La régulation de la BCEAO, ce n’est pas contre les fintech. Il en est ainsi dans toutes les régions du monde. Et elle peut servir aux intérêts des fintechs. C’est l’avis de Natasha Dimban, vice-présidente de l’Observatoire de la fintech (France), dans cette une interview exclusive, à Dakar, au Next Fintech Forum 2025.
A quoi sert l’Observatoire de la fintech dont vous êtes la vice-présidente ?
D’abord, il faut savoir que c’est un think-tank qui est basé en France. Nous réalisons de la veille dans le secteur de la fintech, ainsi que des analyses et des études stratégiques. C’est dans ce cadre que nous avons développé une coopération avec Next Fintech Forum que préside Alex Sea. Donc, nous sommes ici, à Dakar, à cette édition, pour renforcer cette coopération, étudier encore plus l’écosystème fintech de l’UEMOA et voir dans quelle mesure nous pouvons apporter notre expertise dans la réalisation d’études spécifiques sur la région.
Et quelles sont vos premières observations après avoir vu et entendu tous les acteurs de la région UEMOA ?
Je suis très contente d’être venue. Quand je vois en fait ce qui a été réalisé par rapport à d’où nous venons avec Alex Sea, je suis agréablement surprise par tout le travail qui a été abattu. Les discussions étaient très denses, riches avec des participants de haut niveau qui maitrisent leurs sujets.

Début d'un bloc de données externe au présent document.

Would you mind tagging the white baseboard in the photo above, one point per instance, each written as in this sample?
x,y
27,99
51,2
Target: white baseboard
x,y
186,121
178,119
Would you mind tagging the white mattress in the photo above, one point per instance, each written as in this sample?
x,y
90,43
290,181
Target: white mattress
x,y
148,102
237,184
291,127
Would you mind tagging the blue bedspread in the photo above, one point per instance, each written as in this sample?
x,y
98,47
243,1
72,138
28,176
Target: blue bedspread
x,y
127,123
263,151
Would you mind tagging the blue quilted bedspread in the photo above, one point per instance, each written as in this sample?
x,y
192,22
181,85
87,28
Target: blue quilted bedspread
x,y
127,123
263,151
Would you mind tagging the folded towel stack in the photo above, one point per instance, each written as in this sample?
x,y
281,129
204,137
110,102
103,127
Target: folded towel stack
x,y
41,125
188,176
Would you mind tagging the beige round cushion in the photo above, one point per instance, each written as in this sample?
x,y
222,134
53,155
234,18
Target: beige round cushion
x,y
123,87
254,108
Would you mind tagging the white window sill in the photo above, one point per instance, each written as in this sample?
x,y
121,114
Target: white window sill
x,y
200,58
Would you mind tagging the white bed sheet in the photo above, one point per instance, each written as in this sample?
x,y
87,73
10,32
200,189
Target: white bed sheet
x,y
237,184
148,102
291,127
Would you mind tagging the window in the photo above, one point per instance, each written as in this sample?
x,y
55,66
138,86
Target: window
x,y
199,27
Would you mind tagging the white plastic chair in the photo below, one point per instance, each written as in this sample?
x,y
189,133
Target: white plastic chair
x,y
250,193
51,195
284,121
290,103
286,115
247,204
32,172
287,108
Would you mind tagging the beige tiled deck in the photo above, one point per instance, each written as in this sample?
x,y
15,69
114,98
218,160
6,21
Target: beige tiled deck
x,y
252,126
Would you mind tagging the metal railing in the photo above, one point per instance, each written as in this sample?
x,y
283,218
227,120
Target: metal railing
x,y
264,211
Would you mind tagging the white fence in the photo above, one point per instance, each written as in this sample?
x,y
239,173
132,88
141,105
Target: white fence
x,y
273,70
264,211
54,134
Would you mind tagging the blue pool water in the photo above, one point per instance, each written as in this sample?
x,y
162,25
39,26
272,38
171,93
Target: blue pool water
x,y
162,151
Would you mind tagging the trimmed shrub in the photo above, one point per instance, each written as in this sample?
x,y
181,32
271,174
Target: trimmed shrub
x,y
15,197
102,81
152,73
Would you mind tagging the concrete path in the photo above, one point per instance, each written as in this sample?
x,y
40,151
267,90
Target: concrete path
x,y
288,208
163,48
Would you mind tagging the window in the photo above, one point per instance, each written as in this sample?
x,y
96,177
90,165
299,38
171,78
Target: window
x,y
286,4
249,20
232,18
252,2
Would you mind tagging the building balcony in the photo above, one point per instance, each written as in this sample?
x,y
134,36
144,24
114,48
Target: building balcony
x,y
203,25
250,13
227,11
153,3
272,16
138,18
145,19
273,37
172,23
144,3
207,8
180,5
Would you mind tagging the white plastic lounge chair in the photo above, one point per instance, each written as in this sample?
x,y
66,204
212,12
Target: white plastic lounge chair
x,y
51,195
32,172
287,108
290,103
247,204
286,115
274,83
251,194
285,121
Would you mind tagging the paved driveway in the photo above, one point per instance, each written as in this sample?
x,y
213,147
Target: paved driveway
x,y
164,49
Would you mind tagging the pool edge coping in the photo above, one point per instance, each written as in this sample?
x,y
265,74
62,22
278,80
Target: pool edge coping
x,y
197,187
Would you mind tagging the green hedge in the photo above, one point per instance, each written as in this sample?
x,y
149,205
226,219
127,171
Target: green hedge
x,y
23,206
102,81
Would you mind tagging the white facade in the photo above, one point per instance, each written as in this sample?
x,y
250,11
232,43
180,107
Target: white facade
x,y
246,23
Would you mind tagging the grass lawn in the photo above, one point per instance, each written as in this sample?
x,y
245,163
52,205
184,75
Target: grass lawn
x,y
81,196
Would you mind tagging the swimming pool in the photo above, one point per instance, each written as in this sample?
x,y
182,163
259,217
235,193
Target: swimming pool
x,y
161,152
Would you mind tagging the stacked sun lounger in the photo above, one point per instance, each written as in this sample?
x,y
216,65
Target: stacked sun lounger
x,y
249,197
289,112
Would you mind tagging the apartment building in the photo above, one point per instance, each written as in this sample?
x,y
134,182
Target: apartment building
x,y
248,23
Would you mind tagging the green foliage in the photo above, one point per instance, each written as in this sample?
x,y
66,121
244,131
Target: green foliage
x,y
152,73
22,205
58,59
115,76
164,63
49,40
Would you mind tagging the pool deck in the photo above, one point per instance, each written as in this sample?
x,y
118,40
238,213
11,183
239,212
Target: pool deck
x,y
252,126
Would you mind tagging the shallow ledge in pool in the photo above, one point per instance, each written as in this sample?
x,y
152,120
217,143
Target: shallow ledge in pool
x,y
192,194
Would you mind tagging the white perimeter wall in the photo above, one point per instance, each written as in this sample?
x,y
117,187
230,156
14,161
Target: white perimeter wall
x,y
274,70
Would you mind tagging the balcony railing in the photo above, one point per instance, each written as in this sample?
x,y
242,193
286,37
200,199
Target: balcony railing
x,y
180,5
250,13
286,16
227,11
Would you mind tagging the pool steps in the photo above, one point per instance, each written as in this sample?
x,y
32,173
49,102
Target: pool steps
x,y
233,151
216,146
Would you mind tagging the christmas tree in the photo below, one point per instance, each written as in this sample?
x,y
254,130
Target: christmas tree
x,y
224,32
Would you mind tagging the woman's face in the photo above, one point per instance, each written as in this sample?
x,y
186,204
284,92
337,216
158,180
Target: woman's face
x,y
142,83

On aurait aimé que ça dure un peu plus, malheureusement, il faut bien que ce soit limité dans le temps.
Au moment où les fintech semblent prendre envol, la BCEAO « les plombe » avec et la régulation et le PI-SPI, disent-elles…
Bon, ce que j’ai envie de dire, c’est que la fintech, par définition, les startups, en général, elles ont l’habitude d’être agiles, d’évoluer hors cadre réglementaire pour se développer. Malheureusement, pour elles, mais heureusement, pour le consommateur, on est dans un environnement qui doit être encadré, d’autant plus qu’on parle de finances. La finance, par nature, c’est un environnement qui est régulé.
Donc, il est normal que des acteurs qui ont vocation à gérer, à évoluer dans un milieu où on parle de transactions financières, où on parle d’argent, qui ont vocation à toucher l’argent des gens, à le conserver, à le faire transiter, soient régulés, soient soumis aux mêmes contraintes que les autres acteurs financiers qui sont régulés. On peut commencer hors régulation mais à un moment donné, l’environnement impose un cadre réglementaire. Et ce n’est pas contre elles, les fintech, c’est ainsi dans toutes les régions du monde. Même quand on parle de libre concurrence, il y a quand même un minimum de règles à respecter sur le marché.
N’y a-t-il pas des points à améliorer dans la réglementation ou est-ce trop tard ?
Effectivement, il peut y a des points à améliorer. Par exemple, les tickets d’entrée, le fait que les agréments soient accordés pour un seul pays au lieu des 8 qui composent la zone UEMOA, je crois qu’il y a des améliorations à faire. Mais, on doit partir du postulat qu’on ne peut pas évoluer dans les finances sans être réglementé. Ce n’est pas forcément une contrainte, je le pense sincèrement.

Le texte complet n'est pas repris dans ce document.